So many pieces of legislation and so little time for campaigners to come up with ways to inhibit/prohibit pay increases for Federal employees. Proposals are coming out of Washington like scud missiles but looking less like true, well-researched bills to address real concerns with Federal compensation. What’s next? Freezing promotions?
Here’s an abridged list of active legislation:
- A House proposal to extend the pay freeze for another year;
- A House bill to prohibit step increases for federal employees through the end of 2012; part of the Honest Budget Act (HR 3844);
- A proposal in the Senate to freeze federal employees’ pay for another two years, prohibit future step increases and bar an agency from granting additional step increases for the remainder of 2012; and
- Similar legislation (S 1651) in the Senate to prohibit step increases through 2012.
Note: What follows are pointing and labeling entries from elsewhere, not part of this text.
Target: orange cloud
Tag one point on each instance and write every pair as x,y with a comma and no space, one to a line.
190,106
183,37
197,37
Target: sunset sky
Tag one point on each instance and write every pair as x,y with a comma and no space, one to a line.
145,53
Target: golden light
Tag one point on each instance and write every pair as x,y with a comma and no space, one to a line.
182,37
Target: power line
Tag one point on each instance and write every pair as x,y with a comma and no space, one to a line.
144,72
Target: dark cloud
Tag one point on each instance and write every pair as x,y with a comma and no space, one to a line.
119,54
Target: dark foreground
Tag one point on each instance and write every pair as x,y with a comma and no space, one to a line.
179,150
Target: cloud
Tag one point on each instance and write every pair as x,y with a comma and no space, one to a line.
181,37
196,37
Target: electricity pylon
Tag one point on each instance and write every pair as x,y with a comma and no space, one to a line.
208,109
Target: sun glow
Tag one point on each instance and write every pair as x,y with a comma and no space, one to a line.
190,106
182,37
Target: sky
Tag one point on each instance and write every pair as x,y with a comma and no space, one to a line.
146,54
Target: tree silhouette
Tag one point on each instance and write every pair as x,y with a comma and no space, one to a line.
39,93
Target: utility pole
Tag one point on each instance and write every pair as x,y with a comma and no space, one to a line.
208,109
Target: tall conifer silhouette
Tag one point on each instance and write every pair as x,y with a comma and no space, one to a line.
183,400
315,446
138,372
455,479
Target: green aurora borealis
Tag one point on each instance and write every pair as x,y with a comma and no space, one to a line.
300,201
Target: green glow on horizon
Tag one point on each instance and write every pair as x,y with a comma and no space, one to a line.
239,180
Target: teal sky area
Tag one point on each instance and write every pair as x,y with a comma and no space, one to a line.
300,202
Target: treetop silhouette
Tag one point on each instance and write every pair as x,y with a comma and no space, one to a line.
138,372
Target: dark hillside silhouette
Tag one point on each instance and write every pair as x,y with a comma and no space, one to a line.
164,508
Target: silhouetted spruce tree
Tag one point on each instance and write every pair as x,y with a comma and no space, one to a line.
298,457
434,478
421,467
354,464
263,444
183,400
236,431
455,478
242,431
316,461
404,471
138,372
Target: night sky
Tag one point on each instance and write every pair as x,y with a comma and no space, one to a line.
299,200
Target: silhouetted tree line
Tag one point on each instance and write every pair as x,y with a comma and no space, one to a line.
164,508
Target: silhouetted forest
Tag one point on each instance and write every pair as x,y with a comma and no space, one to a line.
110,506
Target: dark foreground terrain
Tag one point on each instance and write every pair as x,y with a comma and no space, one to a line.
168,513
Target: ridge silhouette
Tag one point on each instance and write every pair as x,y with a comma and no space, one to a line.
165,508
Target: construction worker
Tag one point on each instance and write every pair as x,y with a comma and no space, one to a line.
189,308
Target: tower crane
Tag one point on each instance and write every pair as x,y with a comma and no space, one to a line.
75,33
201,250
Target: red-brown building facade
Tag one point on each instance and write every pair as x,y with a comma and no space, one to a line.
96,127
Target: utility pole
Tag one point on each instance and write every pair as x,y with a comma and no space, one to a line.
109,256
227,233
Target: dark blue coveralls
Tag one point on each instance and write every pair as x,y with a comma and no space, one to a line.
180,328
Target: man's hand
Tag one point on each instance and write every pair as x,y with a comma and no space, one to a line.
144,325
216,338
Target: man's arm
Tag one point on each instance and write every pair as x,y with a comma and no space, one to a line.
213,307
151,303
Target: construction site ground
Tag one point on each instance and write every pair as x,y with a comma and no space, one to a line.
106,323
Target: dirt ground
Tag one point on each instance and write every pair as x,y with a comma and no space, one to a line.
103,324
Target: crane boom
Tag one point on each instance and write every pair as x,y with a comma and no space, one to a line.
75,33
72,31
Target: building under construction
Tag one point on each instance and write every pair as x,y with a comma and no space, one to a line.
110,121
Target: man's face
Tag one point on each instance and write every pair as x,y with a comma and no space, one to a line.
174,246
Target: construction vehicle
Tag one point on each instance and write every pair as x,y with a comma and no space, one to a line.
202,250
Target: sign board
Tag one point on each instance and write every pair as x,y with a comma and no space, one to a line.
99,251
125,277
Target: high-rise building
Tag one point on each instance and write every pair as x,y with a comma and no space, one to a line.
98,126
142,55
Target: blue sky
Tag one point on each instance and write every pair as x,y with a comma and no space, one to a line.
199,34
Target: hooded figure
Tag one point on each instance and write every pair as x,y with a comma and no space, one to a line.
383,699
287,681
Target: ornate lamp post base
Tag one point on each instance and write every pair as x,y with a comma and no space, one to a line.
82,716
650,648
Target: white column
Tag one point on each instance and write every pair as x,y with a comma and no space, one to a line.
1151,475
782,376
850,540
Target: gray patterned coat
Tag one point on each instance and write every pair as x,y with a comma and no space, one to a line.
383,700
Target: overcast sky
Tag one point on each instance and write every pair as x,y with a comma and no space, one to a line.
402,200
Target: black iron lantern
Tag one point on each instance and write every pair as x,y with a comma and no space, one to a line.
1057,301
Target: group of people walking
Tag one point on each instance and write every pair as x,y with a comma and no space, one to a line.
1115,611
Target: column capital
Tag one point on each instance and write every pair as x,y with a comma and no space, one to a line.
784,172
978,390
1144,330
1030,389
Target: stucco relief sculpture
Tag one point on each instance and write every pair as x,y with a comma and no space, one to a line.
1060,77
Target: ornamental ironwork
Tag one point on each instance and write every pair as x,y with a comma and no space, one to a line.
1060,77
What legislators are doing, when put into non-governmental terms, is no different than exposing private sector employees to brainstorming discussions between a CEO and the Senior Management Team when they confidentially toss around a pletora of compensation alternatives (some with promise, some bordering on “the ridiculous”), in an effort to find just the right solution to satisfy shareholder interests and company needs. If this happened at your private place of employment, how do you think it would effect your company’s productivity, it’s employee morale, and perhaps even the company’s turnover rate during the process and thereafter?
Perhaps it’s time to get a real handle on Federal compensation before sending bills to the floor; involve REAL compensation experts and use them as the gatekeepers for what proposals see the light of day! If not, what’s going on in Washington right now is likely to take a true toll on the Feds’ ability to attract future employees as well as to retain those who have more to gain by moving to greener, pastures.
Employee groups assail proposals to increase pension contributions. What do you think? Do we really want to back peddle when we’ve come so far in our efforts to attrack and retain the “best and the brightest”?